The paper, entitled “Digital Divergence,” makes the argument that digital network technology has in general been bad both for privacy and for security. The technology offers enormous benefits, in the form of smartphones, nifty apps, cloud storage, the Internet of Things, and all the rest. But it also has costs. In the paper, I try to explain how digital network technology has exploded the familiar zero-sum game between privacy and security, causing losses to both values simultaneously. I explore some of the legal changes, statutory and constitutional, that may follow from this.

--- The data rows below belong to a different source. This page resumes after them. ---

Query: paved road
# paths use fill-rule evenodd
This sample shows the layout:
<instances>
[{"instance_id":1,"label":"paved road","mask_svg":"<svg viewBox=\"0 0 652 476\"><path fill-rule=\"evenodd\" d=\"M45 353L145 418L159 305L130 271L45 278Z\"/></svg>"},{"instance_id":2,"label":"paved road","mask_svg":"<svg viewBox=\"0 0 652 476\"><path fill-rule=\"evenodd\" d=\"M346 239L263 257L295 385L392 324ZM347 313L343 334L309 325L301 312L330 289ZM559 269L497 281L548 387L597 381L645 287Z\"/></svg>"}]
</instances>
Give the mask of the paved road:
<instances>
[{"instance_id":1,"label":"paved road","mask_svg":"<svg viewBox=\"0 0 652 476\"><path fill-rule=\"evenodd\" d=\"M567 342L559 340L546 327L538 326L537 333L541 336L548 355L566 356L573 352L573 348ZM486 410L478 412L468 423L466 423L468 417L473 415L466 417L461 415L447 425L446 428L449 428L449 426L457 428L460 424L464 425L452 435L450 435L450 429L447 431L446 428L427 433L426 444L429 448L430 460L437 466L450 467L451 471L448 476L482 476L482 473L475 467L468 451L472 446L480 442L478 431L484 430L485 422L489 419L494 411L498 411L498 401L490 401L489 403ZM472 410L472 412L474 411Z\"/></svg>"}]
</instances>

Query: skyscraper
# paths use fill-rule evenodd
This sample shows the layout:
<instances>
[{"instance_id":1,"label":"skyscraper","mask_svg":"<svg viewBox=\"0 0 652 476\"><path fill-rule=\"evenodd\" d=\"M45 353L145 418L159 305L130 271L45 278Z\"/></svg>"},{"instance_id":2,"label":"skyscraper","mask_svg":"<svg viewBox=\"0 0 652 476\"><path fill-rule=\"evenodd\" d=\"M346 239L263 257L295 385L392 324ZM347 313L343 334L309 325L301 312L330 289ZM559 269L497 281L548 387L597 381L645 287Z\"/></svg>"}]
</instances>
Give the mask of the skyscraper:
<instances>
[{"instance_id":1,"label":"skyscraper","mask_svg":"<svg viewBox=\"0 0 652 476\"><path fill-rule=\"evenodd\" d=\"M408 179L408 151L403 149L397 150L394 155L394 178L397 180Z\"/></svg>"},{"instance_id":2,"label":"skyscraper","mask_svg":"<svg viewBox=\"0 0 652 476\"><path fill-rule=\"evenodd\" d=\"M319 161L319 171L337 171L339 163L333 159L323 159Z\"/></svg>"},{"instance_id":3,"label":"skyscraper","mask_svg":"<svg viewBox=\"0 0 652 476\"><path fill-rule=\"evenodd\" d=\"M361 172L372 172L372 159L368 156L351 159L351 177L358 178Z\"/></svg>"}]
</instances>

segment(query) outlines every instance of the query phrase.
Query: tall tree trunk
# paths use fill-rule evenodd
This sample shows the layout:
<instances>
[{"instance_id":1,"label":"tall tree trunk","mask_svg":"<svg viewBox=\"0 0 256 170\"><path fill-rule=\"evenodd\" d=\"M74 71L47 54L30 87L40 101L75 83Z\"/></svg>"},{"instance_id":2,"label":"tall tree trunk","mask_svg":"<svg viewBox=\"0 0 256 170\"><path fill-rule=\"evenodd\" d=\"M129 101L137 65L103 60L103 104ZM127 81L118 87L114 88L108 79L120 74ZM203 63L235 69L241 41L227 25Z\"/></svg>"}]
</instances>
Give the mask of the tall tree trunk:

1. The first part of the paper describes how digital network technology threatens privacy. This ought to be recognizable to most sophisticated readers – it’s the now-familiar narrative of how more and more activities generate digital data records, often held by third parties, that are conveniently available for surveillance and analysis by government. The essential elements of this narrative, and its essential prescription for legal change to restore protections for privacy, find their clearest expression in two recent Supreme Court cases. First, the decision in Riley v. California, which required a warrant to search a smart phone incident to an arrest; and second, the concurrences of five Justices in United States v. Jones, which would require a warrant for any long-term monitoring by technical means of a person’s precise location. This narrative and prescription have been echoed and expanded forcefully by the academic and advocacy communities. If you don’t understand how digital network technology threatens privacy, you haven’t been paying attention.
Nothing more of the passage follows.